The reason is that the endpoint application processing of an incoming inventory is splitted in 3 parts:
- 1/ handling of the HTTP request. That part is responsible of validating that we have a correct HTTP request (Post, good url, posted document available, etc)
- 2/ checking that the posted document is actually an XML file that we can parse as a Fusion Inventory report, and which contains the requiered tags for Rudder (UUID, etc)
- 3/ actually saving the report in the correct status in our LDAP database (checking if it is already present, updating what needs to be, etc).
The part 1/ is handled by jetty, nothing much to say about it.
The part 2/ and 3/ are asynchrone, so that at the end of part 2/, we are already able to answer to the HTTP request ("ok, I'm processing your inventory" or "failed precondition" or other error status). So we have a queue used to communicate between step 2/ and 3/.

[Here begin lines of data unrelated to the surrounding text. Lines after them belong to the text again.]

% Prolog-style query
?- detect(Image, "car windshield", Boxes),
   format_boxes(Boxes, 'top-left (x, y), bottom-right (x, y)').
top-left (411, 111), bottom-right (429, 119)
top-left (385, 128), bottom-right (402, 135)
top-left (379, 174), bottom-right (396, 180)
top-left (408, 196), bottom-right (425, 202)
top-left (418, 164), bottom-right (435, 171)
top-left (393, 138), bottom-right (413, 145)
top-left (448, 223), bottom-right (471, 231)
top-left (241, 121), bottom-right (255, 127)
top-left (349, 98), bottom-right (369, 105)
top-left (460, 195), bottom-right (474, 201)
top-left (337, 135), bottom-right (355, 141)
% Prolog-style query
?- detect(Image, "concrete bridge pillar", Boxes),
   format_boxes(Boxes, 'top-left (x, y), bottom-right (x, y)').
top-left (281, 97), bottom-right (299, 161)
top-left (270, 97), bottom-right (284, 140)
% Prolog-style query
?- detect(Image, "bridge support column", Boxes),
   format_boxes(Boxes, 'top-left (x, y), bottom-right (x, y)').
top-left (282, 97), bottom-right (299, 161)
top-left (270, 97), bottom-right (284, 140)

The problem is that 2/ is much quicker than 3/. So, parsed documents are accumulating in the queue, and a parsed XML may take quite a lot of memory (from some Mo to tens of them for big inventories).
At that point, we reach a classical JVM memory exauhstion, where the GC can't free sufficient memory compared to what is needed by for the next action, and so it spend more and more time trying to free memory when there is even less and less available.
If we send inventory less frequently (one every ten seconds in our tests) so that step 3/ can be completed before a new inventory arrive, we were able to sustain the rececption of hundreds of inventories without any impact on performances.
We suspect that that problem may be the root cause of several reported staling of Rudder web application, like #4425
Solution:
The first (easy) step is to have two seperated java web server (jetty or other) so that each of them does not impact the other (for reference, an endpoint need less than 256Mo of heap space to work correcly when the queue is bounded).
A second possibility (or step) is to bound the max number of queued inventories allowed in the endpoint.
A third possibility (evolution) is to transform what is today the "endpoint" web application into a deamon in charge of reading inventory files in the incoming directory and processing them (actually limiting the number of processed inventory to "one", or an other max number chosen knowing the concurrent possibilities of the machine).